When the existing thick film dielectric paste is applied to an ultrathin (the thickness is less than 0.8 mm) stainless steel substrate, the defects that the stainless steel substrate is deformed and seriously warped or deformed due to the mismatching of the thermal expansion coefficients of the dielectric paste and the stainless steel substrate, a conductor layer and a resistor layer cannot be continuously printed and the like exist, and the application range and the reliability of a thick film circuit element and a thick film electric heating element are reduced; meanwhile, when the existing thick film dielectric paste is applied to a thicker (the thickness is higher than 3.0 mm) stainless steel base material, microcracks and defects formed in an insulating dielectric layer in the cooling process due to the fact that the thermal expansion coefficients of the dielectric paste and the stainless steel base material are not matched exist, the microcracks and the defects provide channels for movement of electrons, and therefore the dielectric layer is low in breakdown voltage, small in insulation resistance, easy to break down in the using process, even short-circuit and the like.

Therefore, further improvements are needed.

Disclosure of Invention

The invention aims to overcome the defects in the prior art and provides the thick film dielectric paste with high thermal expansion coefficient for the stainless steel substrate and the preparation method thereof.

The purpose of the invention is realized as follows:

a thick film dielectric paste with high thermal expansion coefficient for stainless steel base material is characterized in that: comprises 70-80 wt% of lead-free microcrystalline glass powder and 20-30 wt% of organic bonding phase;

the lead-free microcrystalline glass powder is BaO-CaO-Al₂O₃-SiO₂-B₂O₃-SrO-Sm₂O₃-ZrO₂Is microcrystalline glass powder, which comprises 10-20 wt% of BaO, 10-15 wt% of CaO, and 5-10 wt% of Al₂O₃20 to 30 percent of SiO₂5% -20% of B₂O₃5 to 10 percent of SrO and 5 to 10 percent of Sm₂O₃1 to 6 percent of ZrO₂；

The organic bonding phase comprises, by weight, 70-85% of an organic solvent, 2-10% of a polymer thickener, 0.5-5% of a dispersant, 0.5-5% of a leveling agent, 0.5-5% of a thixotropic agent and 0.5-5% of a surfactant.

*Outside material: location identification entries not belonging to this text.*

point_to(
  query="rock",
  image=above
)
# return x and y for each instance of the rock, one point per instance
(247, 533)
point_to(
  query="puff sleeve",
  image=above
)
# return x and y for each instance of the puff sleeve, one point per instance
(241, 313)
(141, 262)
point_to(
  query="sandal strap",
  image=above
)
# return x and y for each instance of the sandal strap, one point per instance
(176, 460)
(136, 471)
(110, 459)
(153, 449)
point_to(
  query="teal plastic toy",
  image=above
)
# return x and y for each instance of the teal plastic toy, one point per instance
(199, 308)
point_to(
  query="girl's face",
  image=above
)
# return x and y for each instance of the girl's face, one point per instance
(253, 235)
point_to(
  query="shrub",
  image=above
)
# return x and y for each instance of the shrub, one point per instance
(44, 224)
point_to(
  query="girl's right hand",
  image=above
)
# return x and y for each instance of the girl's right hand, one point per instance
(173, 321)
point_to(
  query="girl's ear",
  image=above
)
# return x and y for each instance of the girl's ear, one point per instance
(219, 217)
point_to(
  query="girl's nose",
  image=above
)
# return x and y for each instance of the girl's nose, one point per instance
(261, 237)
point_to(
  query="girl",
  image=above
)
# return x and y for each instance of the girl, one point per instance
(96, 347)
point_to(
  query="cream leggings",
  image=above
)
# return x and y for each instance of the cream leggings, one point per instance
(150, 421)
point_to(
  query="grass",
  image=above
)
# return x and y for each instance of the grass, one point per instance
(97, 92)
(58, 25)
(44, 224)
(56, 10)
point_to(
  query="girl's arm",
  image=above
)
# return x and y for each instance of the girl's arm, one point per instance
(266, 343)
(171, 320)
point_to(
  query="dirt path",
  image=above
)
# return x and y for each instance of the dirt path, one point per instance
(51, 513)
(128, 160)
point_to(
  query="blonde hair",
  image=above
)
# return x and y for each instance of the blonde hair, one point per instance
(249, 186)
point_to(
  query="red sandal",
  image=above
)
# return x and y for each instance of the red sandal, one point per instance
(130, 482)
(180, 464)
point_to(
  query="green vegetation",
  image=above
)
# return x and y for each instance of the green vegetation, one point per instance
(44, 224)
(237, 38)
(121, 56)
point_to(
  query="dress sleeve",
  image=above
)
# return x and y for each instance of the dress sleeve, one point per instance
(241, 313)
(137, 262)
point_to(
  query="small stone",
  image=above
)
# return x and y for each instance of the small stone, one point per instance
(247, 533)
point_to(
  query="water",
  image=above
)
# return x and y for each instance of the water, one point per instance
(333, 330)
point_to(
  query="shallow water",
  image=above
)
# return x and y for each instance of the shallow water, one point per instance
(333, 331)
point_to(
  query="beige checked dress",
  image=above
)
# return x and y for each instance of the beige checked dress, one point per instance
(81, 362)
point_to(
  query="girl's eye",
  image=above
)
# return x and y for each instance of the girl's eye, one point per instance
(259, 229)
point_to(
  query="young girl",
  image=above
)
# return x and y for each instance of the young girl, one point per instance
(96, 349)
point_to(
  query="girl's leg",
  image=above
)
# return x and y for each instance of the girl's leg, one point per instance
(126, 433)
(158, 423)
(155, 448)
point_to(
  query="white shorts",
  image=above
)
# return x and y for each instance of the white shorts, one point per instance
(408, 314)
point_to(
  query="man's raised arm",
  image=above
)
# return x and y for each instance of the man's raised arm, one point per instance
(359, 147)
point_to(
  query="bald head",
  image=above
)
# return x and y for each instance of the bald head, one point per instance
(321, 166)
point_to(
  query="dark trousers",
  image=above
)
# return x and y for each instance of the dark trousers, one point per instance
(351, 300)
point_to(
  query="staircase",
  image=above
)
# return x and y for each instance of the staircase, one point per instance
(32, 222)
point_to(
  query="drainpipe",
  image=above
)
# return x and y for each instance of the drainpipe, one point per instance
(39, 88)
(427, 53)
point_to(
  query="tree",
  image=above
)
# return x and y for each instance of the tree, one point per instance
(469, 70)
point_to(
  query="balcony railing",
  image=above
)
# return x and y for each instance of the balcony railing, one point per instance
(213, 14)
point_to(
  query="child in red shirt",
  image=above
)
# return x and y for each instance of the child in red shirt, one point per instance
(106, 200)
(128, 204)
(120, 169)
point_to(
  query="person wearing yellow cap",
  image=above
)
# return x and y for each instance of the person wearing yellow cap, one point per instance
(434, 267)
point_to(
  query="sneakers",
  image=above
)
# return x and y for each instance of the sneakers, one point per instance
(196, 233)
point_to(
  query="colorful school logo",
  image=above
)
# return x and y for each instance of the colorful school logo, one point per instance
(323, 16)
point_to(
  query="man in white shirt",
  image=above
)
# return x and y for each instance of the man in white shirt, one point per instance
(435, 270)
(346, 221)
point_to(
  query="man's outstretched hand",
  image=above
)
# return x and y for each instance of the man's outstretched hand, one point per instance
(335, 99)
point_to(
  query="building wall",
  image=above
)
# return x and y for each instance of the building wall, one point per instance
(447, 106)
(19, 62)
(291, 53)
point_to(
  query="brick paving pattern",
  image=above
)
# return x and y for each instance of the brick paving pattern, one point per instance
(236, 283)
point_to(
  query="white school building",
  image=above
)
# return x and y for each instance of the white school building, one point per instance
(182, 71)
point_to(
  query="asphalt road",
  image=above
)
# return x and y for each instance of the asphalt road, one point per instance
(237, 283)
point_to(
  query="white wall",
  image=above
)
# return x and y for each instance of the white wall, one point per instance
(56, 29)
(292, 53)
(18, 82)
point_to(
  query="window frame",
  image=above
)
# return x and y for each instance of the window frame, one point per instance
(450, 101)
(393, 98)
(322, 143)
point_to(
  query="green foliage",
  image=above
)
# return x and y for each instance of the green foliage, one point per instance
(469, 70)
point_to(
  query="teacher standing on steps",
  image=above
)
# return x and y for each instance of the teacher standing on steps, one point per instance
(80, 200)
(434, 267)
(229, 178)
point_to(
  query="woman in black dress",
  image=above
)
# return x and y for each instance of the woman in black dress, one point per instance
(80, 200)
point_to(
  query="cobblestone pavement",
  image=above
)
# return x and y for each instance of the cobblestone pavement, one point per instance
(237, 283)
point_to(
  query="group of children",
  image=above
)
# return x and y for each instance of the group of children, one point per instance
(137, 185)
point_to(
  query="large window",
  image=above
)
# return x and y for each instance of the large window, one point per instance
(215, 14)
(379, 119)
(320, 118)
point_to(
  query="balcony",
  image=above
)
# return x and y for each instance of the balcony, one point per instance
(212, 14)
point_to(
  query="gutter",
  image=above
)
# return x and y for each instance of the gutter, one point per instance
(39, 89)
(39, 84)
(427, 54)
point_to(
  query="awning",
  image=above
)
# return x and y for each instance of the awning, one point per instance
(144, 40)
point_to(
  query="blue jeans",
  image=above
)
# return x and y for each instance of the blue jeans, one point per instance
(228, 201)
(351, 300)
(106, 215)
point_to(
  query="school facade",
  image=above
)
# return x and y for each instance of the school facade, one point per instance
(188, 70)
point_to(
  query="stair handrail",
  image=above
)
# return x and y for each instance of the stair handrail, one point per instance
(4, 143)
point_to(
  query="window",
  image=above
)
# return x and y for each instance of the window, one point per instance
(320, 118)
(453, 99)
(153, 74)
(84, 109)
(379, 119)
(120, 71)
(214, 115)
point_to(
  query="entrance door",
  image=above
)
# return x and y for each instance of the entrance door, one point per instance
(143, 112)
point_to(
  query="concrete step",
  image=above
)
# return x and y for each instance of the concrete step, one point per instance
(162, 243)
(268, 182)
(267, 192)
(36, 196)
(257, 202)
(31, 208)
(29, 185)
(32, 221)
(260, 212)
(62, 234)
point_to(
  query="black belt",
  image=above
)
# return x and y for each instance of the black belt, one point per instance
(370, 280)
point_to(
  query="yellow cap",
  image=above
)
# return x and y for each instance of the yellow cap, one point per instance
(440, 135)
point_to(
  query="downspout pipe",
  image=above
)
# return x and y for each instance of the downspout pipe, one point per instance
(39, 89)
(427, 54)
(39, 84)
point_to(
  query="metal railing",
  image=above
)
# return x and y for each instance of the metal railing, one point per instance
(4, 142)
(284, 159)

The lead-free microcrystalline glass powder has an average particle size of 2-5 μm, a softening point of 650-780 ℃, and a thermal expansion coefficient of 8.5-10.5 x 10^~6/℃。

The organic solvent is one or a mixture of more than two of terpineol, butyl carbitol acetate, diethylene glycol monomethyl ether, diethylene glycol dibutyl ether, ethylene glycol ethyl ether acetate, tributyl citrate, dimethyl phthalate, diethyl phthalate, dibutyl phthalate, dioctyl phthalate, tributyl phosphate and 1, 4-butyrolactone.

The macromolecular thickener is one or a mixture of more than two of ethyl cellulose, hydroxyethyl cellulose, carboxymethyl cellulose, nitrocellulose, polyvinyl butyral, polymethyl methacrylate, polyethyl methacrylate, polybutyl methacrylate and modified rosin resin.

The dispersant is one or a mixture of more than two of triamines citrate, polymethacrylic acid amine and 1, 4-dihydroxy sulfonic acid amine.

The flatting agent is one or a mixture of more than two of polydimethylsiloxane, polyether polyester modified organic siloxane, alkyl modified organic siloxane and acrylate flatting agents.

The thixotropic agent is one or a mixture of more than two of polyamide wax, polyethylene wax, hydrogenated castor oil, thixotropic alkyd resin, organic bentonite and fumed silica.

The surfactant is one or a mixture of more than two of lecithin, span-85, tween-60 and tween-80.

The thick film dielectric paste has the viscosity range of 110 +/-10 Pa-s and the fineness of less than 10 mu m.

The preparation method of the thick film dielectric paste with high thermal expansion coefficient for the stainless steel substrate is characterized by comprising the following steps: comprises the following steps

Step 1, preparing the lead-free glass-ceramic powder: mixing BaO, CaO and Al₂O₃、SiO₂、B₂O₃、SrO、Sm₂O₃And ZrO₂After being uniformly mixed in a three-dimensional mixer, the mixture is smelted in a high-temperature smelting furnace to obtain molten glass; then water quenching the molten glass, rolling the molten glass by a roller press, and finally grinding the glass balls by taking distilled water as a medium to obtain the lead-free glass ceramic powder;

step 2, preparing the organic bonding phase: dissolving an organic solvent, a high-molecular thickening agent, a dispersing agent, a flatting agent, a thixotropic agent and a surfactant in an oil bath at the temperature of 80 ℃ to obtain an organic bonding phase, and removing impurities through a filter screen;

step 3, preparing the thick film dielectric paste: and stirring and dispersing the lead-free microcrystalline glass powder and the organic bonding phase in a container, and then repeatedly grinding in a three-roll grinder to obtain the thick film dielectric paste.

In the step 1, the smelting temperature is 1400-1600 ℃, and the heat preservation time is 2-4 hours; the grinding time of the glass slag is 4-6 hours.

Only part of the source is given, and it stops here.